I thought the best way to figure out where it’s failing will be to setup test cases for the first layer of recursive calls to the function for our 1234 5678 example.

context '12 and 56' do
  let(:x) { 12 }
  let(:y) { 56 }

  it { is_expected.to eq(672) }
end

context '34 and 78' do
  let(:x) { 34 }
  let(:y) { 78 }

  it { is_expected.to eq(2652) }
end

So far so good..

context '46 and 134' do
  let(:x) { 46 }
  let(:y) { 134 }

  it { is_expected.to eq(6164) }
end

Boom!

Yes so our lofty notions of strict lengths divisible by 2 and equal lengths of the two inputs were shattered in the same case.

After some trial and error and some thinking it occurred to me that I do need to take into consideration the two input lengths:

n_x = x_s.length
n_y = y_s.length
return x * y if n_x == 1 && n_y == 1 # base case

Which then meant some logic needed to pick the longest one as the length n:

# x and y have the same length
n = n_x 

if n_x < n_y
  n = n_y 
end

Assumption 2 - length n divisible by 2

So then OK, I’m using the biggest length, but what happens with the division by 2? How do I split the inputs in half when the length is odd? Do I offset the extra 1 towards a or b?

So I played around with the example above, 134 and 46. If I went with:

a = 1 ; b = 34 ; c = 4 ; d = 6

It was better then:

a = 13 ; b = 4 ; c = 46 ; d = 0

In fact the latter was horrible and just plain wrong but the former not too good either, that led me to thinking about padding.

Using the debugger and stepping through the code to see what values were stored in variables a, b, c and d in different cases I realized the half splitting wasn’t going to work unless I padded the smaller length number with zeros. Otherwise the string splitter would start counting too early and I would end up with a plain wrong variable assignment like c = 46 above.

So I played around and came up with this:

n = n_x
if n_x < n_y
  n = n_y
  dx = n - n_x
  x_s = '0' * dx + x_s
else
  dy = n - n_y
  y_s = '0' * dy + y_s
end

I thought it would be disingenuous to assume the length difference between the two inputs might only be 1, so I added the calculation of the padding amount based on whichever the length difference it would be, using dx or dy.

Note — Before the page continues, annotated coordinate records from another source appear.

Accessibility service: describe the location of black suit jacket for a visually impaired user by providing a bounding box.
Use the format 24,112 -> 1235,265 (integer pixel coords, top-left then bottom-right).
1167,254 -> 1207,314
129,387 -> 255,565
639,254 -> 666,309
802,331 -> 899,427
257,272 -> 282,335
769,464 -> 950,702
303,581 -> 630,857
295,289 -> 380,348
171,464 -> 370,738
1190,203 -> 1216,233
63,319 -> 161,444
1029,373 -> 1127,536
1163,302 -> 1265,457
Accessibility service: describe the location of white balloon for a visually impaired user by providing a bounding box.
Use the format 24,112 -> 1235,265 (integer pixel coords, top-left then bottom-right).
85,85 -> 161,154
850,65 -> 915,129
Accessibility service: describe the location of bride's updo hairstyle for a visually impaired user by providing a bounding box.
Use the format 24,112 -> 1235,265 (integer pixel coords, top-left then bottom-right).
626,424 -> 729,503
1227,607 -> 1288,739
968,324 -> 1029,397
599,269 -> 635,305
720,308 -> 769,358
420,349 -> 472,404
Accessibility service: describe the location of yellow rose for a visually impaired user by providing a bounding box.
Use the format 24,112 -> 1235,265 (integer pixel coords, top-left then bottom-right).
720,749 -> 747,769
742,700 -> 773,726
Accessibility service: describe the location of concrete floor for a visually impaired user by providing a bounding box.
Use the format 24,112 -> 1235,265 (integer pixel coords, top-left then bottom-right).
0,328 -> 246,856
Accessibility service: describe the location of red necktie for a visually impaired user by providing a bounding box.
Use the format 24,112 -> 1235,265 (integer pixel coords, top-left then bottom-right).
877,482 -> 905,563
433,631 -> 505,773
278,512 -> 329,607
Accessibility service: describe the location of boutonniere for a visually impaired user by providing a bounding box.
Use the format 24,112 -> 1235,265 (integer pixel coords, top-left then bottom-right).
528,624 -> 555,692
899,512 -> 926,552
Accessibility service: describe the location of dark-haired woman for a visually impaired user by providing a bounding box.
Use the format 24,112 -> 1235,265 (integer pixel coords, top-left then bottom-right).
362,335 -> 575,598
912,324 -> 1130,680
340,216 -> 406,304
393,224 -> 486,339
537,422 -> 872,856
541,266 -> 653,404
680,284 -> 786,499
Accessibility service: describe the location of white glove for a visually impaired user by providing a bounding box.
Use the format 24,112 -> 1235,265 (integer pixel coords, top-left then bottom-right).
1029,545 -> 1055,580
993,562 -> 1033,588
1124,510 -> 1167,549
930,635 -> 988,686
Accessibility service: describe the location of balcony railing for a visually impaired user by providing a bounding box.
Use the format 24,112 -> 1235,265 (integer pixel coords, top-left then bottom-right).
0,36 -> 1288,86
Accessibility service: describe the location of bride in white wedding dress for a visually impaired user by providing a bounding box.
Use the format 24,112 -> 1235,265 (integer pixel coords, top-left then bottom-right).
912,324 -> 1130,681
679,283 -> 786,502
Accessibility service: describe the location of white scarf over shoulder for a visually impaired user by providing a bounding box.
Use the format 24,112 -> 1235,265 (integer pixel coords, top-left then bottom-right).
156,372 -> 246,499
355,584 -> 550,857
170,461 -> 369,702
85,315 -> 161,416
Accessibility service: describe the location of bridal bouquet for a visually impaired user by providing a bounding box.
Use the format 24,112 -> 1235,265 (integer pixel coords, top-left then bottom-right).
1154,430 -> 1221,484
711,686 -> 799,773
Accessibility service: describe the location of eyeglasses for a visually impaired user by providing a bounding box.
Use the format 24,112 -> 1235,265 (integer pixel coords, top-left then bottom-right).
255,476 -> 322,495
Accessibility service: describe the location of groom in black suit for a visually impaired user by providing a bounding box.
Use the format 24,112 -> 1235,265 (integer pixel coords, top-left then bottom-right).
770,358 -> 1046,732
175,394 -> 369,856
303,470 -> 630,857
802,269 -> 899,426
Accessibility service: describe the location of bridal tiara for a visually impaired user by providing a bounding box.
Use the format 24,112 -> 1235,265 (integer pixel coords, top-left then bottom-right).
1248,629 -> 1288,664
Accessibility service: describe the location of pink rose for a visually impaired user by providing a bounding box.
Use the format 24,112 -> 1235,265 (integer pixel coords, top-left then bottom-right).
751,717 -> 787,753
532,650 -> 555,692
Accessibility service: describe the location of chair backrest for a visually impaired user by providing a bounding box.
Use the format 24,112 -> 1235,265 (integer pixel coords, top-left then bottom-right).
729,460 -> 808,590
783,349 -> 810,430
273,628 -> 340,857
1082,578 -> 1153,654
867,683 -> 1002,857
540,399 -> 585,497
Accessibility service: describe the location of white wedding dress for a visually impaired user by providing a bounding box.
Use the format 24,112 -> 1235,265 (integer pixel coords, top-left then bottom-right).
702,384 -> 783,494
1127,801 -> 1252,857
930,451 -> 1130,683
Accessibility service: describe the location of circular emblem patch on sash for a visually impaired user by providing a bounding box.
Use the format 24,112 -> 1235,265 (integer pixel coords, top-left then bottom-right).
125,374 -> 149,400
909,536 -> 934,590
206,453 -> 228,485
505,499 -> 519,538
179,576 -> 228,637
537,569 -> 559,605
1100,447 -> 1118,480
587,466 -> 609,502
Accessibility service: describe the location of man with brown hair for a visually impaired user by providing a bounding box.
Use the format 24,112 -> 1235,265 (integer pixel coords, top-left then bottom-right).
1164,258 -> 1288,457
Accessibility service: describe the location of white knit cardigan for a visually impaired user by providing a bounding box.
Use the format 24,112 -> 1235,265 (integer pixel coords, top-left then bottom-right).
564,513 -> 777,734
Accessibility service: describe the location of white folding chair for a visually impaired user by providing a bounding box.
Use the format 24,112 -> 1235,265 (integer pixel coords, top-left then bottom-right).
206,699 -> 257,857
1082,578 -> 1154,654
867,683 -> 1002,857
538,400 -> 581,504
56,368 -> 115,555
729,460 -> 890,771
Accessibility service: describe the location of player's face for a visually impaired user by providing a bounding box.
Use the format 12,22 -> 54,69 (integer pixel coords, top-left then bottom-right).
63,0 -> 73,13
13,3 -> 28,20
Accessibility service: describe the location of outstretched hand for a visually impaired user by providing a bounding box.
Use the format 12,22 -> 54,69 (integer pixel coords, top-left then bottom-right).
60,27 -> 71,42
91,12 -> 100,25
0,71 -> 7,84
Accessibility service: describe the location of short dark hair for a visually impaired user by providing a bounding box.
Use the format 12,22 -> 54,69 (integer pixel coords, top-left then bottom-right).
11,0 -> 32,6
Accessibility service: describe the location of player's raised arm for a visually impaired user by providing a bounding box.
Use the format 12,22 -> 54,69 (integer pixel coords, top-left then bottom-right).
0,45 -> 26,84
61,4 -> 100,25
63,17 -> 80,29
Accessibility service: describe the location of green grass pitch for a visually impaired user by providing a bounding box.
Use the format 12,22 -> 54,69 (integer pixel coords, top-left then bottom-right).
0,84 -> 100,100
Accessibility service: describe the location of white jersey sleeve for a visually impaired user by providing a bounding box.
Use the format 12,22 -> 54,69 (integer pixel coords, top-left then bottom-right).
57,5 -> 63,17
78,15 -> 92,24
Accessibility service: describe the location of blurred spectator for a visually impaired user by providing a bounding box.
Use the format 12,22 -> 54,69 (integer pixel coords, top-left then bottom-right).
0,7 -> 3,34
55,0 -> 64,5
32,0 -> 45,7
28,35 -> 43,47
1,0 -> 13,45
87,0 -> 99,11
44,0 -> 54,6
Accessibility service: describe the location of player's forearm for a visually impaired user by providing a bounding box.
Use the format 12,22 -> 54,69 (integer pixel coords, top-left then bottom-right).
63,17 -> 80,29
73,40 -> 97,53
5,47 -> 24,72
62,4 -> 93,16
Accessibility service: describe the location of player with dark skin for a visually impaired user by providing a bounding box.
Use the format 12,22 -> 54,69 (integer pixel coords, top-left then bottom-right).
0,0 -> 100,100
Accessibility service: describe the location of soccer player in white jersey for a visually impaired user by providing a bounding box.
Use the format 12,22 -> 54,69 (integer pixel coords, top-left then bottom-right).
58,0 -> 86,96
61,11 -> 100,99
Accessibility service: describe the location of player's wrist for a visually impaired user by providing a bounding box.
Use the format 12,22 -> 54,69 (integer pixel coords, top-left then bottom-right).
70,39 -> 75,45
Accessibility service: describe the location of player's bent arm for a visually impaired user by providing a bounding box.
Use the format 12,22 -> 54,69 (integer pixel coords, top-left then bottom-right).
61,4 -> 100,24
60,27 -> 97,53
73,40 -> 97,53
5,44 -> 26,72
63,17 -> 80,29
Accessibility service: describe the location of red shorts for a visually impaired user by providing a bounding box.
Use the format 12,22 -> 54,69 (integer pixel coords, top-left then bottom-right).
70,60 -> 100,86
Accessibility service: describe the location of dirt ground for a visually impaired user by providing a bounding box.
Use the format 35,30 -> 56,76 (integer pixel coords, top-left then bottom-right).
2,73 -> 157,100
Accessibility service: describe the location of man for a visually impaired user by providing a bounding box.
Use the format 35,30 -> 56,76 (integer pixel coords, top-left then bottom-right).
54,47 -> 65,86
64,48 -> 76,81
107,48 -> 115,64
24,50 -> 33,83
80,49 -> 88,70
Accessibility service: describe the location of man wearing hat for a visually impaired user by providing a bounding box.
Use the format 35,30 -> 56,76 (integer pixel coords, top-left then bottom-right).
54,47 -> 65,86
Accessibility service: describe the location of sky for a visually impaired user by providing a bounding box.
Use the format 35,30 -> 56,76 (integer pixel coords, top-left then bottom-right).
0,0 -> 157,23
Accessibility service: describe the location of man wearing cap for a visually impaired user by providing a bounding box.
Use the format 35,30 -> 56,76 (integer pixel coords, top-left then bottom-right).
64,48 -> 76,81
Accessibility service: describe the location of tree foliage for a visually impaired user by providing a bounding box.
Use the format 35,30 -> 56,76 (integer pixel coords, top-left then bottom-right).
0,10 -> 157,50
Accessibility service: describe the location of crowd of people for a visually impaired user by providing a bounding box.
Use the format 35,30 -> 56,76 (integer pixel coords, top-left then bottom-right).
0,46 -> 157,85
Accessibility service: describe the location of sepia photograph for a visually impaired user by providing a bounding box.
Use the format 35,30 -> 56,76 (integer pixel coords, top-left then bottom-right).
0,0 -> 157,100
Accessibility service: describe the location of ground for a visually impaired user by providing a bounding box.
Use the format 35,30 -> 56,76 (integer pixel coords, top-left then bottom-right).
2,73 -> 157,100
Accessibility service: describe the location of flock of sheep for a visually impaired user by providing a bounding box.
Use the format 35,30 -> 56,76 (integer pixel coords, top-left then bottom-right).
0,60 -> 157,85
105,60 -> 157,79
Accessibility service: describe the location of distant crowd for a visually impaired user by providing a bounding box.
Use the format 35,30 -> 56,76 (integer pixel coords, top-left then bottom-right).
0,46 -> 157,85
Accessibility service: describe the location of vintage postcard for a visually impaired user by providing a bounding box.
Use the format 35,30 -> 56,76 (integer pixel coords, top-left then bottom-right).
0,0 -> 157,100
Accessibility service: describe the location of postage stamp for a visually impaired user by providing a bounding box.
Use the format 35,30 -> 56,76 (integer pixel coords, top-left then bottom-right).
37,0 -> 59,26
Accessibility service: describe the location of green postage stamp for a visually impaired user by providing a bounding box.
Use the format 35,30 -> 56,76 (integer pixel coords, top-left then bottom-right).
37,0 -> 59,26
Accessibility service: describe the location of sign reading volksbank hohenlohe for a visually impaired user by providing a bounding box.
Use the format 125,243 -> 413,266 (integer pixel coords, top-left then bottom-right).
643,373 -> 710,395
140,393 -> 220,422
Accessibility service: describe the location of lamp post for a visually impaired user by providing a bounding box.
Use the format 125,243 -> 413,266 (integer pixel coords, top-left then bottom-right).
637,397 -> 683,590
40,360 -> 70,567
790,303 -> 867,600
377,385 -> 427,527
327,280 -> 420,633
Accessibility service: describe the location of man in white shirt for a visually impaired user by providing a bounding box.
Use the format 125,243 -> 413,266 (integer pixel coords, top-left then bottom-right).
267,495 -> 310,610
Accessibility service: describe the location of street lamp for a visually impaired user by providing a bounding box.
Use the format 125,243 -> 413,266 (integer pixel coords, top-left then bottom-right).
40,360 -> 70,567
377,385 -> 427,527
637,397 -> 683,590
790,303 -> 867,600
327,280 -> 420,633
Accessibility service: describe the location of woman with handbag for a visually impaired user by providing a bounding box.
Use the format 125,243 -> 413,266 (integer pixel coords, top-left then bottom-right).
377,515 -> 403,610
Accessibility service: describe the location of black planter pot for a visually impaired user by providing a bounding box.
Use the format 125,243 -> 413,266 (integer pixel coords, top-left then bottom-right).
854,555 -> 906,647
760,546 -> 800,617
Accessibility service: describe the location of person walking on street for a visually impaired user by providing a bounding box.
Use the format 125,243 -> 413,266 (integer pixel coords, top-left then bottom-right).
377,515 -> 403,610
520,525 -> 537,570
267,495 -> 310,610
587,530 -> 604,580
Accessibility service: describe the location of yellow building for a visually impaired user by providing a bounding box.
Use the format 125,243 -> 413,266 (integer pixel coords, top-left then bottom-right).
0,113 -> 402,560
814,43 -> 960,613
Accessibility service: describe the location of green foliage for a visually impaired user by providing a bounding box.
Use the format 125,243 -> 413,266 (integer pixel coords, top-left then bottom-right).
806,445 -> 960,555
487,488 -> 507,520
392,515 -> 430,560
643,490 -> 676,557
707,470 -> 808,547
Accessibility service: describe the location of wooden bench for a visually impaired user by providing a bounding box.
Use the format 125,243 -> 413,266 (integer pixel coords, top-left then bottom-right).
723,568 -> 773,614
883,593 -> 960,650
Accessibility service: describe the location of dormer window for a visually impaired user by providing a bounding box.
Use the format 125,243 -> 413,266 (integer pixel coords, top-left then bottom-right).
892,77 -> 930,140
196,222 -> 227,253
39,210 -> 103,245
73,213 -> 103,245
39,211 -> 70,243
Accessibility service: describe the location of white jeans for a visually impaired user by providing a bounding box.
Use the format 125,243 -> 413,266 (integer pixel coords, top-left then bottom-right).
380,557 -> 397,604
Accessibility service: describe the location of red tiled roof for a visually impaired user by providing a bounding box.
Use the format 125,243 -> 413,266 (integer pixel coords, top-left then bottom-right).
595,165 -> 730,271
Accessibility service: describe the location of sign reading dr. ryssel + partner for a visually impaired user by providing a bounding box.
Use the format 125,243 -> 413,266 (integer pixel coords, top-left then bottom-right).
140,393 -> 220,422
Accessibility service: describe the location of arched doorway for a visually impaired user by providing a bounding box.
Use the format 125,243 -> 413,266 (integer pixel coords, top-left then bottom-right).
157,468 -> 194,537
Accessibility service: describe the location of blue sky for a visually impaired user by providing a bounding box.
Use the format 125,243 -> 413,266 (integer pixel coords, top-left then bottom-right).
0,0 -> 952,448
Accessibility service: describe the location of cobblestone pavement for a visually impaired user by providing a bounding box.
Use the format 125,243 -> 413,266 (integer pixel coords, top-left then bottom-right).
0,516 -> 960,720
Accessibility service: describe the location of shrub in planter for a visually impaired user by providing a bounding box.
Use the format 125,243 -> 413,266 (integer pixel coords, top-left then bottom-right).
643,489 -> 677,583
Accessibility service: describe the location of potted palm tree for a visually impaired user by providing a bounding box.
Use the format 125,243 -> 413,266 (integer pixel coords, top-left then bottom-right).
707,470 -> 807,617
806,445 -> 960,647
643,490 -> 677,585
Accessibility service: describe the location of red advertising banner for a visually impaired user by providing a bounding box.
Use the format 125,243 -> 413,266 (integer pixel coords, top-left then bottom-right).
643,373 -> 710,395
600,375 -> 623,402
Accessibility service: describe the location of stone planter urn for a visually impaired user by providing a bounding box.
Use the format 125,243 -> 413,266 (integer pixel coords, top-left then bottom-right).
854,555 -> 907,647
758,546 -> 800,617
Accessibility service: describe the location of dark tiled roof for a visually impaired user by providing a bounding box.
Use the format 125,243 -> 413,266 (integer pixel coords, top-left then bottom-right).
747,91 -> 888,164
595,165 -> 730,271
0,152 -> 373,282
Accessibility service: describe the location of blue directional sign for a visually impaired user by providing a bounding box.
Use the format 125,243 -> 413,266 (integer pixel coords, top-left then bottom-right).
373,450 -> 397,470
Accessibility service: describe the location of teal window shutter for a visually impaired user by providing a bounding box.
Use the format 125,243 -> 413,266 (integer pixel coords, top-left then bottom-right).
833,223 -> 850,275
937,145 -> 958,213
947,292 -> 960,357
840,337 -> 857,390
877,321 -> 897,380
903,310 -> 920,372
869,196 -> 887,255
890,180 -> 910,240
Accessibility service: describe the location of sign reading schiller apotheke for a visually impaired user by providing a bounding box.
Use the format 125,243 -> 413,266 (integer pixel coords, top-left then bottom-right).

I know from starting to learn other more low level languages, that this freedom to play around between the integer and string type is not a feature generally so easily available.

Regardless, I think it detracts from the point of time complexity - at least in theory - that it is asymptotic and agnostic in the sense that it is a high level thinking tool independent of the programming language or hardware.

So assuming that I could, even if with more code, do some form of the above in another programming language, I moved on.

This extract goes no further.